And then if we looked out to a little bit older women, those that were 25 to 29, and the higher grade precancerous lesions, we saw a decrease in those by about 40%. That age group was a little more likely to have people that did not get vaccinated.
So this CDC report wasn't looking specifically at vaccinated people. They were looking at five states and what's the incidence of these pre-cancer lesions. And we're really starting to see a dramatic drop.
But there's even better news from Scotland, another study, also just out this week, where they did actually link medical records. So they looked at people that got even just one dose of the vaccine prior to age 13. And in that group, there have been no cases of cervical cancer in the 20-year follow-up.
So I think we are really hitting that 20-year milestone where we're going to start to really be able to see the impact of getting an HPV vaccine. And I think that's really exciting.

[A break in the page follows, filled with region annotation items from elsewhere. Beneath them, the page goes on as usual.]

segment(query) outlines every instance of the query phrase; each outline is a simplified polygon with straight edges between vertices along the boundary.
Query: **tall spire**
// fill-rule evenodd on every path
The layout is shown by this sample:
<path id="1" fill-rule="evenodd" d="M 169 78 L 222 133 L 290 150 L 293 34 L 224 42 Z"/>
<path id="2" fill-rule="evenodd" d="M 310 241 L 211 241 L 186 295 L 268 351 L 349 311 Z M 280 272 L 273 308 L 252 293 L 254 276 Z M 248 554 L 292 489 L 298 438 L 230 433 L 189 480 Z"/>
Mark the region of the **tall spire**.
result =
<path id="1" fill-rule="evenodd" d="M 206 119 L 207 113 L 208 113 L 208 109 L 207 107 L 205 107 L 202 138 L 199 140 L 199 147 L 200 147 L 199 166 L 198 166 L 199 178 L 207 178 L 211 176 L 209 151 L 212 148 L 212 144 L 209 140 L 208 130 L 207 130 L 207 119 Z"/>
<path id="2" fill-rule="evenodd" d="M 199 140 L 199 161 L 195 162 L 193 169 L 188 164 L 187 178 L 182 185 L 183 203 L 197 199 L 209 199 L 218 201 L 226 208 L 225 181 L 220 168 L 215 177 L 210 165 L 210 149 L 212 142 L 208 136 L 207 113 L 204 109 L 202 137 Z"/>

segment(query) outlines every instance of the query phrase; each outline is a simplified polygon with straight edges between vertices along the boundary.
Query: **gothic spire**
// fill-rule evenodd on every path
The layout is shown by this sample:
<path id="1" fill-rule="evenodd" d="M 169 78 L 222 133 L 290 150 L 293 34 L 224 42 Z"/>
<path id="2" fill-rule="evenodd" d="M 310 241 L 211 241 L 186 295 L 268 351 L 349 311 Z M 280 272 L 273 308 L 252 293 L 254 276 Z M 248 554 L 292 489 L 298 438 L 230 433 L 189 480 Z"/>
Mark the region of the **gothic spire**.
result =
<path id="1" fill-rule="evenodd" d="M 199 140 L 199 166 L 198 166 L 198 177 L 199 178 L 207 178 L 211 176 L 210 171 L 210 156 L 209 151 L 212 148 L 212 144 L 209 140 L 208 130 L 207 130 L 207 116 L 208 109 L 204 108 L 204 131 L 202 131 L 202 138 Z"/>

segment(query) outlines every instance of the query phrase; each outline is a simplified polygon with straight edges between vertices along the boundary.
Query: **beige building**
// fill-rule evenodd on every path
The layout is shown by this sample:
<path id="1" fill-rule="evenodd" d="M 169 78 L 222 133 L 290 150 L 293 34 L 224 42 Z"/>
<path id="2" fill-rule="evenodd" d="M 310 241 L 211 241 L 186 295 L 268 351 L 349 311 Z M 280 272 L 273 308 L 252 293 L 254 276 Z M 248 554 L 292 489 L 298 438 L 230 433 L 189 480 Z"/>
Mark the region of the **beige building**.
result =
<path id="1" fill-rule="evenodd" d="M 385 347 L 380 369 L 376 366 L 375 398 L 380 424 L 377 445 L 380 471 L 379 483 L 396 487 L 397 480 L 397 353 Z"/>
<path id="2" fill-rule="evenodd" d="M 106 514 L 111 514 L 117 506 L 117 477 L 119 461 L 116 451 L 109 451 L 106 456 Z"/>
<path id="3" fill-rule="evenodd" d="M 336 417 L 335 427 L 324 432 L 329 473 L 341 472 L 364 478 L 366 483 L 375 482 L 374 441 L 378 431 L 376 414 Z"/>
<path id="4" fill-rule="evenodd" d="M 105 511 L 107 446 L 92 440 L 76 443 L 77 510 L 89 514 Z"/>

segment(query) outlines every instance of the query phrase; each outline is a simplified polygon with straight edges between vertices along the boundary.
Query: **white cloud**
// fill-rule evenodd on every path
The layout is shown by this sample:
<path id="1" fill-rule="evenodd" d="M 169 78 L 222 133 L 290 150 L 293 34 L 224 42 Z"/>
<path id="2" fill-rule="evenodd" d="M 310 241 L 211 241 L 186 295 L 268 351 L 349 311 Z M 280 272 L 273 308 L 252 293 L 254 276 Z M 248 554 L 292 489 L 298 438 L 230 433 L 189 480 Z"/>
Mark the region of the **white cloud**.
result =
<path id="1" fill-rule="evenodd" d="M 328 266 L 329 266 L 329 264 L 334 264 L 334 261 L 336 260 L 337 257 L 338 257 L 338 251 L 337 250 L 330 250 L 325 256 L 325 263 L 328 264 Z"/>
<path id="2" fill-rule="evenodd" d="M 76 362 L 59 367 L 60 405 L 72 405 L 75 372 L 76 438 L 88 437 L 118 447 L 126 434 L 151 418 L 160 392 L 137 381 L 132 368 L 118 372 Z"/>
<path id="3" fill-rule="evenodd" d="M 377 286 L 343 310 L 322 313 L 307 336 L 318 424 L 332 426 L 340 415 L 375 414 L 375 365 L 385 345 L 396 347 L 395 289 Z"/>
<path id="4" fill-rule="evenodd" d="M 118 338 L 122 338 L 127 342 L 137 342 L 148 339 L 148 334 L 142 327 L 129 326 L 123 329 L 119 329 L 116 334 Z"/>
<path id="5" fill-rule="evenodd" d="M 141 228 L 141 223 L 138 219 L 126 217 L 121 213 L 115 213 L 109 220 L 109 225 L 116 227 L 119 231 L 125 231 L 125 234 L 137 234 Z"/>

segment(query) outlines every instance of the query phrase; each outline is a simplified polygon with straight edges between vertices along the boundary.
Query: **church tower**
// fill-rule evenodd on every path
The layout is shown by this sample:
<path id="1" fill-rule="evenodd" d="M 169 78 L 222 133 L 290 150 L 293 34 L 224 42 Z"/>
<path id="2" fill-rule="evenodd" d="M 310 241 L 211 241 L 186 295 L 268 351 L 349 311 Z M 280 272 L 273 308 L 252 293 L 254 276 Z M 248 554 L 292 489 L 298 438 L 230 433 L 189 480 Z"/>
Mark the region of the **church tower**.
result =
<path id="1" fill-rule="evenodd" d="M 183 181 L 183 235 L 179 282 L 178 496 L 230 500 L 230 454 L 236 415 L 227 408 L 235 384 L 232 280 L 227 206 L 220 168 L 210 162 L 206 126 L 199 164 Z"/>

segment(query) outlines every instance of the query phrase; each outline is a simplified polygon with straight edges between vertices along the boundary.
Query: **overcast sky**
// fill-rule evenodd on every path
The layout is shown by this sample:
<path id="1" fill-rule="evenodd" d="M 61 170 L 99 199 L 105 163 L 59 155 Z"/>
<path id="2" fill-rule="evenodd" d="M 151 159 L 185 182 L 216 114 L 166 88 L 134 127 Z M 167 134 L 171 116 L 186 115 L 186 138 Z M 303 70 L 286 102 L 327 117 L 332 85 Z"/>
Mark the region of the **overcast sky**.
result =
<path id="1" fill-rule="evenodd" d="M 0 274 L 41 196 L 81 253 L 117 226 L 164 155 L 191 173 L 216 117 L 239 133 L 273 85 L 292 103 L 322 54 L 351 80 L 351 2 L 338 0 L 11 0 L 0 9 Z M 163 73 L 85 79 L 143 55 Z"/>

I can certainly tell you, in my clinical practice, I am seeing way less genital warts than I ever used to. And so that's another metric that I have that the vaccine is really having an impact.
So I'm one healthcare provider dealing with people one at a time, and sometimes I'm having to tell them that they have a cancerous lesion or a lesion that could become cancerous. But that's a one-on-one conversation, and what we want to get into today is the whole social domain. That's our topic today, the social domain of women's health and the social domain of Pap smears.
That social domain is really looking at the influences that we experience in our families and in our communities and in our health systems.
And so when I said I'm flying solo today, that wasn't really true. With me today is one of my colleagues from the College of Nursing.
Dr. Deanna Kepka is a researcher who looks at cancer prevention on a social scale. Deanna has a master's in public health and a Ph.D. in health services research. She has a joint appointment in the College of Nursing and at Huntsman Cancer Institute, and she leads the Mountain West HPV Vaccination Coalition, and she's also a member of the Cancer Control and Population Sciences research group.
Her research is focused on helping us understand the social factors that influence whether people get the HPV vaccine or not, and some newer research on other cancer prevention as well.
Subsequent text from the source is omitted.